Middle distance guy wrote:
it is kind of amusing how many (most) LRC posters are obsessed with the concept of "miles per week", in particular when discussing mile times.
People respond very differently to training volume. My experience is that, for distances up to the 5K, averaging 40-50 miles per week can be plenty, especially for "speed-oriented" runners. The extra time saved is better spent in the gym or doing cross training. Running less miles also allows to crank up significantly the intensity of the workouts. Running lots of slow miles just trains your body to run slow, which may be fine if your distance is the marathon, but probably is not the best approach to setting a mile PR.
The idea that all NCAA runners should regularly clock 100 MPW is just a recipe for burnout.
This is why you are a middle distance guy. Yes if you are an 800-1500 guy it's plenty. But not if you are a 5k guy.
It's not hard to run 60 miles a week if you aren't injury prone - EVEN IF YOU TAKE A DAY OFF.
If you just run an hour a day that's a 60 mile week. Even if you take a day off, it's really hard not ot get to 60 mpw if you are doubling.
Day 1 - 30 minute jog am. 50 minutes in pm
Day 2 - 60-70 minutes single
Day 3 - 30 minute jog am. 50 minutes in pm
Day 4 - 30 minute jog am. 50 minutes in pm
Day 5 - 45 minutes to get reayd to go long.

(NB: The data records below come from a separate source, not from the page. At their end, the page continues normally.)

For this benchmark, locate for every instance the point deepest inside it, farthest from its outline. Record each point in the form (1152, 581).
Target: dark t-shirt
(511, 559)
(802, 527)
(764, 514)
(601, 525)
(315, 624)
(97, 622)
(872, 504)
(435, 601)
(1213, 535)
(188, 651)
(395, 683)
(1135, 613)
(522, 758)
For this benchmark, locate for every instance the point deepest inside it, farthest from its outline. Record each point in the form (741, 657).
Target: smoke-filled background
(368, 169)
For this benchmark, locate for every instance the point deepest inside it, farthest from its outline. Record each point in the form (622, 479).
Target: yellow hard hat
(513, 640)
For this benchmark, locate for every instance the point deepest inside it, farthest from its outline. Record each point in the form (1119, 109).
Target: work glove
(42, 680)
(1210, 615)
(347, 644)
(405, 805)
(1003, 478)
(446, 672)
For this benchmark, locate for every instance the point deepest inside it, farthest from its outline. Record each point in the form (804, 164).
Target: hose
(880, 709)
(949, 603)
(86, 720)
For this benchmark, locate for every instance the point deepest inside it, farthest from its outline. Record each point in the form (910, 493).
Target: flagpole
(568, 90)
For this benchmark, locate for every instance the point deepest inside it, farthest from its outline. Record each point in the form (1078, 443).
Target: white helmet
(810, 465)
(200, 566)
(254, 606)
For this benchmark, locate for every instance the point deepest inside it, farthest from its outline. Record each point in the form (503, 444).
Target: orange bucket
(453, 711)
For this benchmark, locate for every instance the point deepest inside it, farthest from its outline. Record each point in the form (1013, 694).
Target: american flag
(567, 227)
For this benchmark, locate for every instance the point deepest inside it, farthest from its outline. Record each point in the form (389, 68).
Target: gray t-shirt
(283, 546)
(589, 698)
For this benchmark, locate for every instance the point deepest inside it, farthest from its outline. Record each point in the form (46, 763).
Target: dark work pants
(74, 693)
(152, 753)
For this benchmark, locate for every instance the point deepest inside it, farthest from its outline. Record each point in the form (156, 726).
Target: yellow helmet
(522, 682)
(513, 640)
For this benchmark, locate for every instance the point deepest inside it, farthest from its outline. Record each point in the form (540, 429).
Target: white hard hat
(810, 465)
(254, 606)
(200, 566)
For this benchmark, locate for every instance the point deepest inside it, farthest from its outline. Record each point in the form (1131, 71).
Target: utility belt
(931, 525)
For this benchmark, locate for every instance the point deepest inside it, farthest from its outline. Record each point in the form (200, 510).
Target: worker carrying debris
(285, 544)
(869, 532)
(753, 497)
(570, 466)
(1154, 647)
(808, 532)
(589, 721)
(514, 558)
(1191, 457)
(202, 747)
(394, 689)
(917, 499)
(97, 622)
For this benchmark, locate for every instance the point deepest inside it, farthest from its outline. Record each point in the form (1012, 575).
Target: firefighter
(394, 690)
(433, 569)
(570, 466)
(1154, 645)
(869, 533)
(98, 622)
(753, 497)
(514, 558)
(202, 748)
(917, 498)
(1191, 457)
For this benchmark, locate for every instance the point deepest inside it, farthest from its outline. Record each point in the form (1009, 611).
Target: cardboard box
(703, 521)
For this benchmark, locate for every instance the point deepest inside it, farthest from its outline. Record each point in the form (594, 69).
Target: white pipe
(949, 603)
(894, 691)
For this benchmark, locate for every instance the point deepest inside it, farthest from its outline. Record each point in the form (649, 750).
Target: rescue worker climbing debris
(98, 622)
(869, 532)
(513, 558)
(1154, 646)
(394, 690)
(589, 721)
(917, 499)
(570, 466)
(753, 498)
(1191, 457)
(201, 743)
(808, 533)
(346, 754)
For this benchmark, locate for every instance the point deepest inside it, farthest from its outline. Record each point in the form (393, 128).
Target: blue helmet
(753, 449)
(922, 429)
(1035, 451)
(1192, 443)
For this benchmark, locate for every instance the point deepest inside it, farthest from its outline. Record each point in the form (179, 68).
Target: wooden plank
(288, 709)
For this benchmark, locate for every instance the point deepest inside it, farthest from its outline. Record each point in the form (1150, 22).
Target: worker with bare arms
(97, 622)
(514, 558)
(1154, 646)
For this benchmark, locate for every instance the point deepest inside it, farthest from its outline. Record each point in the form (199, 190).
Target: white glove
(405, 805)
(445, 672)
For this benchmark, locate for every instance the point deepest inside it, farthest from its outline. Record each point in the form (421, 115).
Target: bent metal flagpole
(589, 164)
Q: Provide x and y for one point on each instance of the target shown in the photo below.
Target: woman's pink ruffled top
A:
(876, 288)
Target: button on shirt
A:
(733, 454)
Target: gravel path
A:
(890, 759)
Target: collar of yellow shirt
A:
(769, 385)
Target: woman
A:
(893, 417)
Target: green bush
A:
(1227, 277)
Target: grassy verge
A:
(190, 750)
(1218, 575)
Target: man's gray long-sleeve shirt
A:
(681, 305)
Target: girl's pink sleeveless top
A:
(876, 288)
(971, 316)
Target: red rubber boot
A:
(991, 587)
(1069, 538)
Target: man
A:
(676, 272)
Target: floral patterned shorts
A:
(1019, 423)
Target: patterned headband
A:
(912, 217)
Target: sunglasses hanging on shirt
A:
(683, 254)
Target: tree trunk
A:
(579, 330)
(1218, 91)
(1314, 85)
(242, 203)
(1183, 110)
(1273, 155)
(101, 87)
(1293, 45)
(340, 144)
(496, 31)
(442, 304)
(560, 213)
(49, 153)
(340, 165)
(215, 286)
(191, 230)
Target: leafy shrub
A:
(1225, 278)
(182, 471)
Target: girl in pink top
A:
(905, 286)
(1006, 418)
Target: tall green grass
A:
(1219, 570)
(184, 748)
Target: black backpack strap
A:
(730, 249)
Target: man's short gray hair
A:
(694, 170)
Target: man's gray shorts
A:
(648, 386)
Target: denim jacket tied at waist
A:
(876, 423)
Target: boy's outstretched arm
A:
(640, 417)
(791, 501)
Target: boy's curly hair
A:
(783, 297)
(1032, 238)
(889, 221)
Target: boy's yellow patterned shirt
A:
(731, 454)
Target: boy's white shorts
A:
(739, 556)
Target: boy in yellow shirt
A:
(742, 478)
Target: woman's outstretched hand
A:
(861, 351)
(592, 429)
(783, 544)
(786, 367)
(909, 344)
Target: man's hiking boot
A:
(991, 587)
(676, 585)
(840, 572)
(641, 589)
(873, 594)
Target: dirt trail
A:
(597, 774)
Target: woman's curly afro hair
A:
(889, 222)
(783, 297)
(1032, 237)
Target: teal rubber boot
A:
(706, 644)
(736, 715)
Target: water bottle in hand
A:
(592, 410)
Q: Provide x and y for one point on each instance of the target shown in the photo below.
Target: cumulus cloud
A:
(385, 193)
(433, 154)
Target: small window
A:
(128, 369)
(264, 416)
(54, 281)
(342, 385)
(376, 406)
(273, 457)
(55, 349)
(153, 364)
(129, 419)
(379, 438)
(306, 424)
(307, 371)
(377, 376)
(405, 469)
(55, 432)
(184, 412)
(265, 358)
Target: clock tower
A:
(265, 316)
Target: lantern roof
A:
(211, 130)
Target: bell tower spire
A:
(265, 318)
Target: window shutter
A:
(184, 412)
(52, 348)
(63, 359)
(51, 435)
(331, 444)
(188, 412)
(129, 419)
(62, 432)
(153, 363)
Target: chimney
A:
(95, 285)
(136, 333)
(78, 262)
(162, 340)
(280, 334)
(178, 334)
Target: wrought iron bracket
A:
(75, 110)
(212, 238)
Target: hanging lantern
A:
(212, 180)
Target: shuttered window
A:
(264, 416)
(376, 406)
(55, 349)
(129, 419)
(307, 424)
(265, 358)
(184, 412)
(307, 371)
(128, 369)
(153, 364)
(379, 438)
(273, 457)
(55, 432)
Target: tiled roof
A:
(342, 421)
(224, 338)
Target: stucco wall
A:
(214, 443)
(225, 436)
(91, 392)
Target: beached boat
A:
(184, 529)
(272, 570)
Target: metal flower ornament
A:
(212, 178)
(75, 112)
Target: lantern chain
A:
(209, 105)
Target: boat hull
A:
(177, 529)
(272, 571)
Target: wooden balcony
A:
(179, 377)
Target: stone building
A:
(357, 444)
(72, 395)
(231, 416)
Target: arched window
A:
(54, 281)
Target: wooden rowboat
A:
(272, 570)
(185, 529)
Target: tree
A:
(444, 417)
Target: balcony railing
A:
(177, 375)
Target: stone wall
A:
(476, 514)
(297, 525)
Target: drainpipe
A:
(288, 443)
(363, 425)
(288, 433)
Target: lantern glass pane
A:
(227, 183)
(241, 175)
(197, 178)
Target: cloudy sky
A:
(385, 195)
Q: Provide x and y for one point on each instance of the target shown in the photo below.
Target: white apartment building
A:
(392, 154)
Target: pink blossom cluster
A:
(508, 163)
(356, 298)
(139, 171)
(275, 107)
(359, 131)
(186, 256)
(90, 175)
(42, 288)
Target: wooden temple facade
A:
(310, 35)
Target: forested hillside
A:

Day 6 - Long run - 90 minutes.
Day 7 - Off/Watch the CFL.
Tha'ts like 62 miles a week.
Take one double off and you are at 58.
When I used to talk to high schoolers, and they thought 80 mpw was a ton, I'd laugh. "not really."
Look do it like this.
9th grade - 30 minutes a day
10th grad - 40 minutes a day
11th grade - 50 minutes a day
12th grade - 60 minutes a day .
Boom that's 60. Yes if you take a day off, it's less but when you start doubling it's pretty easy to get to 70-80.
Now people are going to think I'm advocating that the kid and everyone else run 100 mpw. Not true. A guy I used to coach at Cornell who is running quite well now texted me the other day and said something like, "I know you and John Kellogg won't respect me until i'm over 100 mpw". He's doing like 80.
I said, "Not true." 80 with quality is hard to actually maintain. It's easy to hit triple digits in base phase but hard to do in season.
I had a guy in my top 5 at Cornell that was like 40-50 mpw. Made like glass.
In my mind, Knyght is running high mileage. My main belief about high mileage is it's "10-15 mpw more than you did the year before." Do that if you are distance runner at least until you get up 70-80 per week, but your number 1 goal is ALWAYS TO STAY HEALTHY. Then see if you really benefit from trying to go crazy.
But if Knyght was running 100 now, What wold he do in the future?
This kid needs to just keep going 10 mpw per year up until 2020.
Fox and Bell know what they are doing. I imagine Knyght could make the 2016 Olympic but what's the point? To get elimianted in the heat? I mean if that's what motivates him, then you consider it but he's got 2020 and 2024 in the bag barring injury.